While walking my dogs this morning, I was reflecting on the fact that I have acquired a wonderful set of girlfriends who are kind-hearted, intelligent, generous and fun.
Nothing unusual about that, you might think? Lots of girls have great girlfriends. However, just over a year ago, this was not the case. I was lonely, feeling a little lost and reeling from the loss of two great friends who had left the area, another who had moved back to England and the fact that a dear friend and I had had a bust-up and were no longer talking.
It’s funny how situations such as these can pull the rug right out from under your feet. Perhaps it’s because I lost my mom when I was 21, which means that these female friends are even more important to me. Or, perhaps it’s because we grieve (albeit in a different form) whenever we lose someone who we are close to.
I remember the first six months following these losses, which, incidentally, all came around a similar time. I felt pretty numb. I didn’t even realize how much it was affecting me until I went to a yoga class where the tears streamed down my face as I realized just how empty the space was inside my heart.
And that is the problem, right there. The emptiness. You really can’t do anything to make it go away, and, because we humans aren’t too fond of emptiness, I found myself doing what many of us do: trying to fill it! I started looking for new friends;, joining groups, smiling more at the others in my yoga class and chatting to them when the opportunity arose. I worked harder.
No one to socialize with? Stay home and work instead. That was my motto.
However, none of this led to much happiness, and a few of the people I started to hang out with turned out to be “not my kind of people.” So I surrendered, remembering that nature can only do one thing with a vacuum: fill it. It wasn’t up to me. Fate, destiny, god, the universe, the fairies at the bottom of the garden, would eventually provide, and sure enough, it did.

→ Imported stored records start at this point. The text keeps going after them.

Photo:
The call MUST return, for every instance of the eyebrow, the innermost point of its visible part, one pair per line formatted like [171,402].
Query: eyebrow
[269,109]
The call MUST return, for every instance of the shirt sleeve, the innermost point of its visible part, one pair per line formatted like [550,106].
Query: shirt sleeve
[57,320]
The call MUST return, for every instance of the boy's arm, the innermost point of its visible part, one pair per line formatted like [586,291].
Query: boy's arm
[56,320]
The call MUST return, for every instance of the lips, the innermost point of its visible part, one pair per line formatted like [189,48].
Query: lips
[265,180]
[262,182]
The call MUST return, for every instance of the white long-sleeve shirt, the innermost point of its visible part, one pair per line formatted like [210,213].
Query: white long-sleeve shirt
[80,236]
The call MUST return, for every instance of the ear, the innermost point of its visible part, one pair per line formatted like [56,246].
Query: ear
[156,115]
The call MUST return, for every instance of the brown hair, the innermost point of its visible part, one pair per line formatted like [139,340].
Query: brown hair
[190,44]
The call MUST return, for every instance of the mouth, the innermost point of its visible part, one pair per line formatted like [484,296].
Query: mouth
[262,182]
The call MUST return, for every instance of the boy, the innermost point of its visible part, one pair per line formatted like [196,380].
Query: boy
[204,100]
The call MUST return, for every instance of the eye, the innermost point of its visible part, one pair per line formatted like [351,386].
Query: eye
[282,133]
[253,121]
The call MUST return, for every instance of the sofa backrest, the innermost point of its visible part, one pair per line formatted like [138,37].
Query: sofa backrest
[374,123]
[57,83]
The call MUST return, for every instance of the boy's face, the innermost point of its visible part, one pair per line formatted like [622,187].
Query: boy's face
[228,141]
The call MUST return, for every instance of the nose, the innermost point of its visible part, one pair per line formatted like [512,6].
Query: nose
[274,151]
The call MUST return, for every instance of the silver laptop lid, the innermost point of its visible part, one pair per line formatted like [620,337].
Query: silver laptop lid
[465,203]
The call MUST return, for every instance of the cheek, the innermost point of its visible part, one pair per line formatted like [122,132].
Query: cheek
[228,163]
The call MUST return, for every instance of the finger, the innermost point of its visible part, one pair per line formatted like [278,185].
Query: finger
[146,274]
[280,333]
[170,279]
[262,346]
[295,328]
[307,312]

Here I am, approximately 18 months later, with a wonderful group of friends. And I’ve reconciled with my dear old friend who I didn’t speak with for a year, and my other great girlfriend came back from England again!
What I realize, in hindsight, is how important it is when you are grieving to be OK with the emptiness. To know that “this too shall pass” and that the space that the absence of one person leaves in your life will eventually be replaced by someone or something else. Trying to force it never works. It means you’ve stuffed up the space with a filler rather than waiting for nature to bring you something special. How do you know when the right person has arrived? You just do. There are no doubts.
As an ex-pat who lives 6,000 miles away from home in an incredibly transient city, these seemingly small losses are almost a part of everyday life. What made this most recent loss so hard was, I believe, the multiplicity of it.
Losing one person takes a while to recover from, losing three, four or five, or your entire community in one go is a different beast alltogether. Because it’s not a death, it’s perhaps even harder to comprehend that you are in fact grieving, it’s certainly something that family or other friends may find hard to appreciate.
If you are like me and your reaction to such events is to numb out, then I recommend yoga, reiki or massage as a way to put you in touch with your feelings. If you are wandering around in a dazed state knowing something’s not quite right, then this might be right route for you.
Another therapeutic approach to put you in touch with your feelings is to write. Not at a computer but freehand, in a journal which you keep in a private space so you don’t have to worry about prying eyes. Expressing your pain is a powerful way to move towards healing. And remember, it’s OK to feel empty for a while.
Life has its ups and downs. Grief will slip in and out of your life over the years. I am certainly appreciating my newfound friendships all the more for having this stint of loneliness.